Lake Mead, Hoover Dam, Dirty Windshield Road Trip
Lake Mead

As we approached Hoover Dam, we drove by Lake Mead which was a stark contrast from the rest of the Nevada landscape. Lake Mead is simply gorgeous as you approach it. Further approaching the Hoover Dam, you reach where the time zone changes from Pacific to Mountain time and the state changes from Nevada to Arizona.

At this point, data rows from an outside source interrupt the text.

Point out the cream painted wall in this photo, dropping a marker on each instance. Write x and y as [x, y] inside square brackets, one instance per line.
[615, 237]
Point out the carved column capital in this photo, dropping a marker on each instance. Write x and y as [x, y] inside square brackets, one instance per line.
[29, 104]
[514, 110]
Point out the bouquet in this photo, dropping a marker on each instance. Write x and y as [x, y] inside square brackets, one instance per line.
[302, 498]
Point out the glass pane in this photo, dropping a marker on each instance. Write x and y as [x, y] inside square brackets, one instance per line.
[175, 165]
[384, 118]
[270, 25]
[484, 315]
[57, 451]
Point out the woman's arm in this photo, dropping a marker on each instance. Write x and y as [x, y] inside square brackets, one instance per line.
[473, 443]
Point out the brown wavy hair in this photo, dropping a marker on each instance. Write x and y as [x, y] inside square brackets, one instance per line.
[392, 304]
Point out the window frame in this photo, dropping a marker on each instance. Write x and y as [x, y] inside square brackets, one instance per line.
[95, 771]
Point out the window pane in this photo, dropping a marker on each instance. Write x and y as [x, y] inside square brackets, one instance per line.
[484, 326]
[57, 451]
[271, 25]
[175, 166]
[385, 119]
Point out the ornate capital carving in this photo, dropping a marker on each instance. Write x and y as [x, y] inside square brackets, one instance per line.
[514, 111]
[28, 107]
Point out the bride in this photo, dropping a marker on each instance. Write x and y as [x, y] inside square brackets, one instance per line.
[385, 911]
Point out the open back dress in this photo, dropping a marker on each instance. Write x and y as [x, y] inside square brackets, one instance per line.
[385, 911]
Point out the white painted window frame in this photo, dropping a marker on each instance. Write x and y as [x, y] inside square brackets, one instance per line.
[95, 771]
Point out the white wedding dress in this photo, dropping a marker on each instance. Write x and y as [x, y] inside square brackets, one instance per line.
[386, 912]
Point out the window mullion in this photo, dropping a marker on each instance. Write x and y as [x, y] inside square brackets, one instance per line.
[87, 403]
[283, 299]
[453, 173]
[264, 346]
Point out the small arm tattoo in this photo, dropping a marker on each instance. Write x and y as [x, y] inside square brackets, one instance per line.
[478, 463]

There is a quick safety check stop then you can drive right across the top of the Dam.


  • There is paid parking close to where all of the action is, but a short drive passed you will find free parking.

There is paid parking close to where all of the action is, but a short drive passed you will find free parking.

Today there were a lot of super cars and various types of motorcycles visiting for an added bonus.

Hoover Dam

The first thing you notice as you drive along the path are these two massive statutes that kind of have an Egyptian vibe. I’m going to research these a bit further after vacation and add some information. Next, you see that there is a lot of brass or gold plating on doors and signs in the area. Overall, you realize that the building of this Dam was a massive undertaking.

Size and Scale

The shear size and scale of the Dam must be seen to be appreciated. The Hoover Dam was constructed over the course of four years in the sweltering desert heat. It is said that dozens of men died during the building suffering from heat related issues.

Mike O'Callahan-Pat Tillman Memorial Bridge
Mike O’Callahan-Pat Tillman Memorial Bridge

So many Benefit From the Hoover Dam

The Hoover Dam is very important to not only the SouthWest, but the entire United States. Since it’s completion in the 1930s, the electricity generated at this Dam provides power to Nevada, Arizona, and parts of California. Los Angeles would not have been able to grow as large and as quickly had it not been for this. Additionally, the Dam provides the local areas with water. This water is used to irrigate farms that provide 80% of the United States’ winter fruits and vegetables.

Power Plant
Power Plant

The money collected for electricity, water, parking, and tours allows the Hoover Dam to be self sustained financially. This means that tax dollars are not needed to fund the Dam saving the American taxpayers year after year.

If you are ever in the Nevada area, I do recommend visiting the Hoover Dam. Again, it must be seen to be fully appreciated.

Driving to Flagstaff, Arizona

Arizona Highway
Arizona Highway

The remainder of our day consisted of driving to Flagstaff where we will spend the next 2-3 nights. There was a 6-7 mile section of roadwork that delayed us over an hour, but otherwise, the trip down was smooth sailing. Arizona is much greener than I expected. Flagstaff itself is a gorgeous and adorable town. I am glad we arbitrarily picked this location. Tomorrow, we plan to visit the Grand Canyon and drive on the famous Route 66.